Artículos de revistas
Percolation of polyatomic species on a simple cubic lattice
Fecha
2013-09-25Registro en:
García, Guillermo Daniel; Sanchez Varretti, Fabricio Orlando; Centres, Paulo Marcelo; Ramirez Pastor, Antonio Jose; Percolation of polyatomic species on a simple cubic lattice; Springer; European Physical Journal B - Condensed Matter; 86; 403; 25-9-2013; 1-6
1434-6028
Autor
García, Guillermo Daniel
Sanchez Varretti, Fabricio Orlando
Centres, Paulo Marcelo
Ramirez Pastor, Antonio Jose
Resumen
In the present paper, the site-percolation problem corresponding to linear k-mers (containing k identical units, each one occupying a lattice site) on a simple cubic lattice has been studied. The k-mers were irreversibly and isotropically deposited into the lattice.

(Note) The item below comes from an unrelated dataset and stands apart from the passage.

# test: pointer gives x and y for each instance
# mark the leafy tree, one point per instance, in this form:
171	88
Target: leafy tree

Then, the percolation threshold and critical exponents were obtained by numerical simulations and finite-size scaling theory. The results, obtained for k ranging from 1 to 100, revealed that (i) the percolation threshold exhibits a decreasing function when it is plotted as a function of the k-mer size; and (ii) the phase transition occurring in the system belongs to the standard 3D percolation universality class regardless of the value of k considered.